Zou B, Santos HP, Xenakis JG, O’Shea MM, Fry RC, Zou F.

PLoS One. 2022 Jun 13;17(6):e0269630. doi: 10.1371/journal.pone.0269630. PMID: 35696398; PMCID: PMC9191696.

PubMed Link


Our recent studies identifying factors significantly associated with the positive child health index (PCHI) in a mixed cohort of preterm-born singletons, twins, and triplets posed some analytic and modeling challenges. The PCHI transforms the total number of health disorders experienced (of the eleven ascertained) to a scale from 0 to 100%. While some of the children had none of the eleven health disorders (i.e., PCHI = 1), others experienced a subset or all (i.e., 0 ≤PCHI< 1). This indicates the existence of two distinct data processes-one for the healthy children, and another for those with at least one health disorder, necessitating a two-part model to accommodate both.
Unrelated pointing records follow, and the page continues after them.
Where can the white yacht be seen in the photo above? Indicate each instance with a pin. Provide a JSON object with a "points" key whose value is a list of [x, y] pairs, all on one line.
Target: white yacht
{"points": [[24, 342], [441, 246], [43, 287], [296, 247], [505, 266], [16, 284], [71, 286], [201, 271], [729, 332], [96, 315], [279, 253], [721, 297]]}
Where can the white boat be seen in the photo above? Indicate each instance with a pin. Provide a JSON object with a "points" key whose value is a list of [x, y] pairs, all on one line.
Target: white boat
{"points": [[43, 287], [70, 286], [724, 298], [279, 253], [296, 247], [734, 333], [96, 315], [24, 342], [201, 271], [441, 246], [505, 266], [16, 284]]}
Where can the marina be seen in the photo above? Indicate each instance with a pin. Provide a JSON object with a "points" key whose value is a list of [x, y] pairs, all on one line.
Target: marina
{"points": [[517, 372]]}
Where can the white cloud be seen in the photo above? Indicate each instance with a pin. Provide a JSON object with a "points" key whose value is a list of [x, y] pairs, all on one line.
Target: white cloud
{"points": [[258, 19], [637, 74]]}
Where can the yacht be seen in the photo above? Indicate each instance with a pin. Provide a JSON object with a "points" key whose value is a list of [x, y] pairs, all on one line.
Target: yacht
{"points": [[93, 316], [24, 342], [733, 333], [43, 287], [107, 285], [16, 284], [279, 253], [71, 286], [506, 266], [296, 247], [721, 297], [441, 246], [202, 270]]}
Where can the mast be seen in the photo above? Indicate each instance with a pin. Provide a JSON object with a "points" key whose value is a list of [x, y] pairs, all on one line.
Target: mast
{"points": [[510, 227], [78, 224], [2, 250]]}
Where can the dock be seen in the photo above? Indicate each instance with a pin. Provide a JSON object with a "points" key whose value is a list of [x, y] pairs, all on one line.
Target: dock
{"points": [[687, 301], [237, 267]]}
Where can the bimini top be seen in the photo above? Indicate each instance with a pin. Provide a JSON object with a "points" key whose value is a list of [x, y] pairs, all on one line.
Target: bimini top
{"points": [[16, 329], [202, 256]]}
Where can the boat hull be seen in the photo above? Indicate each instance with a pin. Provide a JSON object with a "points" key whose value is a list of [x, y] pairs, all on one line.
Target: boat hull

Further, the scores for twins and triplets are potentially correlated since these children share similar genetics and early environments. The existing approach for analyzing PCHI data dichotomizes the data (i.e., number of health disorders) and uses a mixed-effects logistic or multiple logistic regression to model the binary feature of the PCHI (1 vs. < 1). To provide an alternate analytic framework, in this study we jointly model the two data processes under a mixed-effects two-part model framework that accounts for the sample correlations between and within the two data processes. The proposed method increases power to detect factors associated with disorders. Extensive numerical studies demonstrate that the proposed joint-test procedure consistently outperforms the existing method when the type I error is controlled at the same level. Our numerical studies also show that the proposed method is robust to model misspecifications and it is applicable to a set of correlated semi-continuous data.